Friday, March 11, 2016

Standardized testing -- in or out?

My oldest child is now in 3rd grade, which in our state means it's time for the big No Child Left Behind-inspired assessments. There have been emails going around about the process of opting out, and my son even asked me about it. Some parents were having their children skip the tests, he said, so what about us?

I have mixed feelings about this. On one hand, I know what the tests will show. He knows the third grade material. His school is full of above-average children. This is time that he will not be learning much new material, or reading novels, or inventing timelines for fictional characters, or playing outside in the lovely spring air.

On the other hand, it is test practice, and I have my suspicions that test-taking is not one of his strong suits. Given that there is a lot of test taking in life (SATs, etc.) this is not a bad thing to practice in years when it doesn't much matter.

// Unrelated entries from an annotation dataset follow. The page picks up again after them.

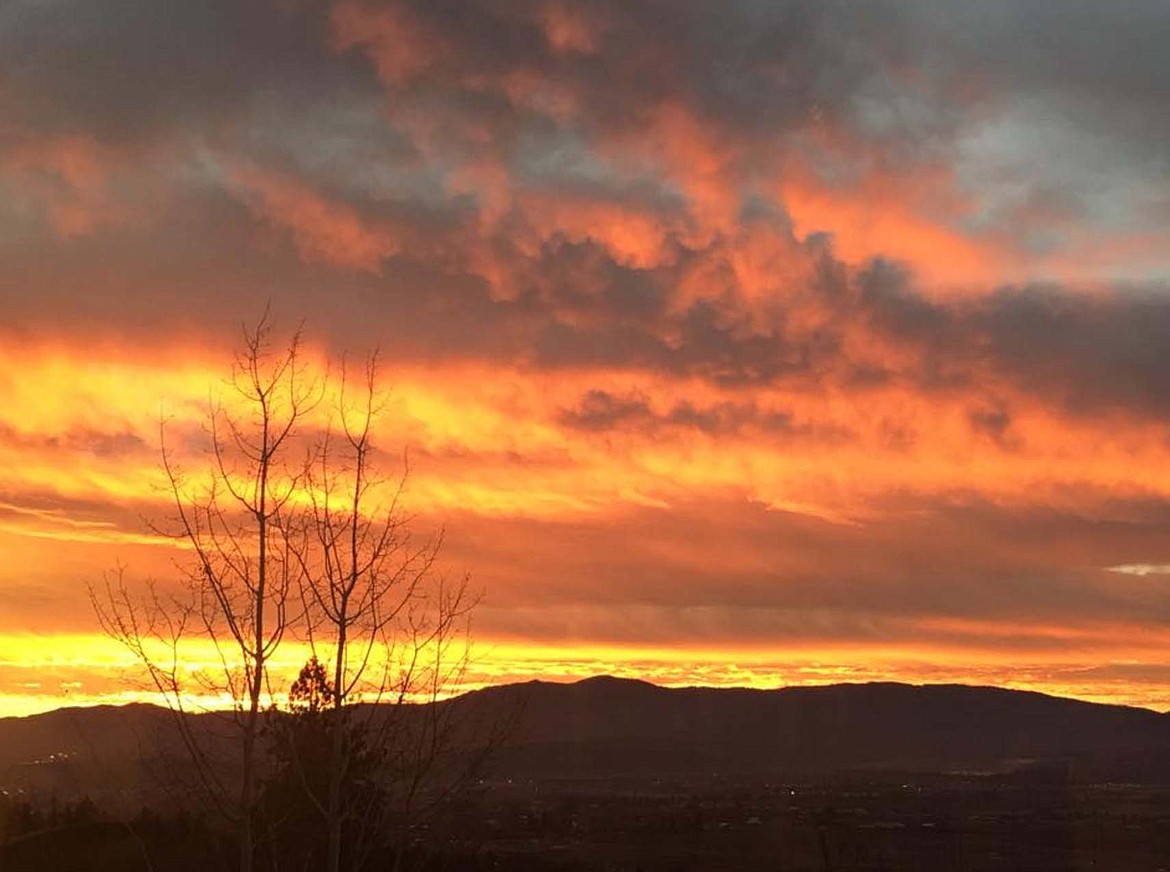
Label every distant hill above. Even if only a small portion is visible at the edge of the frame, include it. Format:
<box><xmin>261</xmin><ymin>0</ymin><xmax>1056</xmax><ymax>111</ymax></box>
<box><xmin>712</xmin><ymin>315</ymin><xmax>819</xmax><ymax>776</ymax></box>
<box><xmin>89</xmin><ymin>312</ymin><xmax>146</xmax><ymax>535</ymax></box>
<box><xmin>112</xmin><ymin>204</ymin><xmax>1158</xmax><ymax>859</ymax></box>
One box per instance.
<box><xmin>444</xmin><ymin>678</ymin><xmax>1170</xmax><ymax>783</ymax></box>
<box><xmin>0</xmin><ymin>678</ymin><xmax>1170</xmax><ymax>797</ymax></box>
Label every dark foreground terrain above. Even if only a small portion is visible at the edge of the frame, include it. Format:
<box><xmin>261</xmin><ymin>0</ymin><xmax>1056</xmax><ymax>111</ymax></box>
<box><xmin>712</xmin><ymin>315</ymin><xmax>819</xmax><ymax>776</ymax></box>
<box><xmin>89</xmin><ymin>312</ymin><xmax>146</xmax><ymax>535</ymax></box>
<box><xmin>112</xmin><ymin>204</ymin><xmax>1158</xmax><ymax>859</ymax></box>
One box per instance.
<box><xmin>0</xmin><ymin>777</ymin><xmax>1170</xmax><ymax>872</ymax></box>
<box><xmin>0</xmin><ymin>679</ymin><xmax>1170</xmax><ymax>872</ymax></box>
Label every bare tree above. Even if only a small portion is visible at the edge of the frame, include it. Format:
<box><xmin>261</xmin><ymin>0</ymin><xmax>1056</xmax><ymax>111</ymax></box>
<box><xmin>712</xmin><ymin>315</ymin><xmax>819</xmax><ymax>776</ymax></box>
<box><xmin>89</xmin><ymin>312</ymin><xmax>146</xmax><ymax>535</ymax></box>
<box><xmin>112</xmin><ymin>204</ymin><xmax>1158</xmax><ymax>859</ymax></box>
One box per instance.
<box><xmin>290</xmin><ymin>355</ymin><xmax>474</xmax><ymax>872</ymax></box>
<box><xmin>90</xmin><ymin>314</ymin><xmax>322</xmax><ymax>872</ymax></box>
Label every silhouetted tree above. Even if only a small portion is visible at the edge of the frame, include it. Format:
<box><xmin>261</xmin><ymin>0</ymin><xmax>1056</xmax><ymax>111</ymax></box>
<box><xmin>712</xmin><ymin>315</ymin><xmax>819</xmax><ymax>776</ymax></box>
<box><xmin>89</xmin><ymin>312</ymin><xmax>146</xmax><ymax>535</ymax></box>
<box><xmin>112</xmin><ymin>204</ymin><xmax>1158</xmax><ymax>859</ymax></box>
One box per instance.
<box><xmin>91</xmin><ymin>315</ymin><xmax>474</xmax><ymax>872</ymax></box>
<box><xmin>291</xmin><ymin>355</ymin><xmax>473</xmax><ymax>872</ymax></box>
<box><xmin>91</xmin><ymin>313</ymin><xmax>322</xmax><ymax>872</ymax></box>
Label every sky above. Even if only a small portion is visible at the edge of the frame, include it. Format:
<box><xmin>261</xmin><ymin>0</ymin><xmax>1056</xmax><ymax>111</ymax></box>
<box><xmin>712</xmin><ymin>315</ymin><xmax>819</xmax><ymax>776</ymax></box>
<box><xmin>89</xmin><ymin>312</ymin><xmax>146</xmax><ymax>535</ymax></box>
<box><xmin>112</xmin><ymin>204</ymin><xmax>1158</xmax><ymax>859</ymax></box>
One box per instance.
<box><xmin>0</xmin><ymin>0</ymin><xmax>1170</xmax><ymax>714</ymax></box>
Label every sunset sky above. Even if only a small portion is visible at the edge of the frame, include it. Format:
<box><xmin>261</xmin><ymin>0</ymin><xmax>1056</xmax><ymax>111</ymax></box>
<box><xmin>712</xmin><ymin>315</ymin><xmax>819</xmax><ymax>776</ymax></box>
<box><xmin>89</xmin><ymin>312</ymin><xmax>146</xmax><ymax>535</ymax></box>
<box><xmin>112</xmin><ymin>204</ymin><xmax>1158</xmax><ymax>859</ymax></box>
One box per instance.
<box><xmin>0</xmin><ymin>0</ymin><xmax>1170</xmax><ymax>715</ymax></box>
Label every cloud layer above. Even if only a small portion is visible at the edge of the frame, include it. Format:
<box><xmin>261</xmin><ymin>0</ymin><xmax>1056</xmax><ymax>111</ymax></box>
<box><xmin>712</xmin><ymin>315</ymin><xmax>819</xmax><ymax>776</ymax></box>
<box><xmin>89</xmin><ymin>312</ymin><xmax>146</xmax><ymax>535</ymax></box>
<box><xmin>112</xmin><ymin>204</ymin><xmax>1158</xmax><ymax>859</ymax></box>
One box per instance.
<box><xmin>0</xmin><ymin>0</ymin><xmax>1170</xmax><ymax>705</ymax></box>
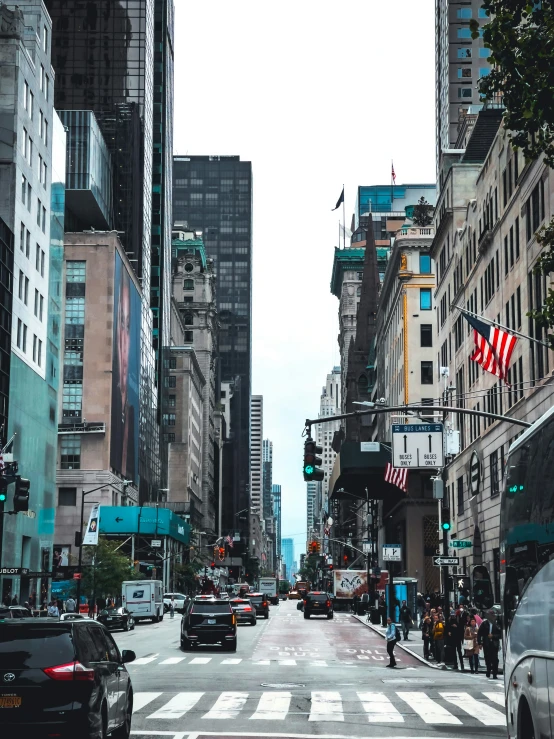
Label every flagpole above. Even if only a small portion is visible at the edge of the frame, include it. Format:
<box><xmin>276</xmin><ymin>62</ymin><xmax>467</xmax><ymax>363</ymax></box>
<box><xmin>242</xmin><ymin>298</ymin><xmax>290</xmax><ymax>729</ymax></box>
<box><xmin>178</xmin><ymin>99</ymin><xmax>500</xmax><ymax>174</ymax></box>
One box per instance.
<box><xmin>339</xmin><ymin>182</ymin><xmax>346</xmax><ymax>249</ymax></box>
<box><xmin>450</xmin><ymin>305</ymin><xmax>550</xmax><ymax>349</ymax></box>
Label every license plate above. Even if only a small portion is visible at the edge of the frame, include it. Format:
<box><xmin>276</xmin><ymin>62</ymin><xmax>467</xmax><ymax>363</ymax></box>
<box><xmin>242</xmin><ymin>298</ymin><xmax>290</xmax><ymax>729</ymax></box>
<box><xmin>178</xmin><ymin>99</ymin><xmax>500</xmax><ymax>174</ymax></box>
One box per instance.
<box><xmin>0</xmin><ymin>695</ymin><xmax>21</xmax><ymax>708</ymax></box>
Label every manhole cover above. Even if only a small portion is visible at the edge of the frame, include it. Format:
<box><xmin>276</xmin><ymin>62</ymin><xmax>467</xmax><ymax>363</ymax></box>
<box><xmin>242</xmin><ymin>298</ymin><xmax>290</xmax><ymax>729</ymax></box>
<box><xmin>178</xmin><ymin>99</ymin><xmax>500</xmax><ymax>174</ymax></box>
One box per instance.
<box><xmin>261</xmin><ymin>683</ymin><xmax>306</xmax><ymax>689</ymax></box>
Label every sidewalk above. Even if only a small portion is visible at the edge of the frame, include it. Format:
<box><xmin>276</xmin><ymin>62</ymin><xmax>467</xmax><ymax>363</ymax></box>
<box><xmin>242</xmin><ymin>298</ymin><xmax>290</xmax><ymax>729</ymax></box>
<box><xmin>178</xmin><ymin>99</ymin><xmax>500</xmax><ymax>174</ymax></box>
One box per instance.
<box><xmin>352</xmin><ymin>614</ymin><xmax>504</xmax><ymax>675</ymax></box>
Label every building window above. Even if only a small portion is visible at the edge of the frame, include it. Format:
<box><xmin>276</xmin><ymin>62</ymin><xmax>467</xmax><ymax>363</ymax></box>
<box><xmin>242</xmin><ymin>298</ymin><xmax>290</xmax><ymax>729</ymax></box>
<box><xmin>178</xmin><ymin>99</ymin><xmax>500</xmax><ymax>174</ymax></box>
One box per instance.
<box><xmin>58</xmin><ymin>488</ymin><xmax>77</xmax><ymax>506</ymax></box>
<box><xmin>419</xmin><ymin>287</ymin><xmax>431</xmax><ymax>310</ymax></box>
<box><xmin>419</xmin><ymin>254</ymin><xmax>431</xmax><ymax>275</ymax></box>
<box><xmin>421</xmin><ymin>362</ymin><xmax>433</xmax><ymax>385</ymax></box>
<box><xmin>419</xmin><ymin>323</ymin><xmax>433</xmax><ymax>346</ymax></box>
<box><xmin>60</xmin><ymin>434</ymin><xmax>81</xmax><ymax>470</ymax></box>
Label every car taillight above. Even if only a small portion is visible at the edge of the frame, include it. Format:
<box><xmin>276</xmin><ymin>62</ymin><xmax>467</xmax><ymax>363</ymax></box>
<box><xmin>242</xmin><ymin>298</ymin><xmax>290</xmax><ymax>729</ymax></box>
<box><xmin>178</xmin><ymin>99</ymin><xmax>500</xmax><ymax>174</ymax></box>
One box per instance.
<box><xmin>43</xmin><ymin>660</ymin><xmax>94</xmax><ymax>681</ymax></box>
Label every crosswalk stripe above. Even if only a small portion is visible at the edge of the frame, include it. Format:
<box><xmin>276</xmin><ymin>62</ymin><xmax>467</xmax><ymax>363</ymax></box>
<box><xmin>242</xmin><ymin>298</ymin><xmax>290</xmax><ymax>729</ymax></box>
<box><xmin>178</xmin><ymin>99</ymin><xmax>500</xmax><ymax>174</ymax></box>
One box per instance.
<box><xmin>483</xmin><ymin>691</ymin><xmax>506</xmax><ymax>706</ymax></box>
<box><xmin>358</xmin><ymin>693</ymin><xmax>404</xmax><ymax>723</ymax></box>
<box><xmin>133</xmin><ymin>654</ymin><xmax>160</xmax><ymax>665</ymax></box>
<box><xmin>440</xmin><ymin>693</ymin><xmax>506</xmax><ymax>726</ymax></box>
<box><xmin>133</xmin><ymin>693</ymin><xmax>161</xmax><ymax>711</ymax></box>
<box><xmin>308</xmin><ymin>690</ymin><xmax>344</xmax><ymax>721</ymax></box>
<box><xmin>396</xmin><ymin>691</ymin><xmax>462</xmax><ymax>724</ymax></box>
<box><xmin>250</xmin><ymin>691</ymin><xmax>292</xmax><ymax>721</ymax></box>
<box><xmin>202</xmin><ymin>692</ymin><xmax>248</xmax><ymax>719</ymax></box>
<box><xmin>148</xmin><ymin>693</ymin><xmax>204</xmax><ymax>719</ymax></box>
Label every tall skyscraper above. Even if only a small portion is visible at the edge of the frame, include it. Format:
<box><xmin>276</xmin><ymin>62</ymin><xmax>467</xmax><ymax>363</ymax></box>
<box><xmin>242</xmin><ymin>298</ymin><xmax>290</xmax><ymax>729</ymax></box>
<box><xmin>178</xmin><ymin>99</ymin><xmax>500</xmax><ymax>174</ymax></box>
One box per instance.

I am also not opposed to testing and assessment at all. While there were many flaws with NCLB (the lack of national standards, the once-annual as opposed to value-added and no-ceiling approaches) I know that there were schools that simply weren't teaching kids, and then claimed that tests couldn't account for all they did. Well, maybe. My son has had amazing teachers, which any test would show. I had plenty of good teachers over the years, too, though I also had some lousy teachers that I feel more rigorous assessment could have sussed out. That at least is the basic idea of testing and accountability.

In any case, I know many readers of Gifted Exchange have dealt with NCLB grade-level tests for years. What did you do? Did your schools have a culture of opting out? Did lots of families opt out, or was there broad encouragement to stay in? (if not from administrators, from other parents at least).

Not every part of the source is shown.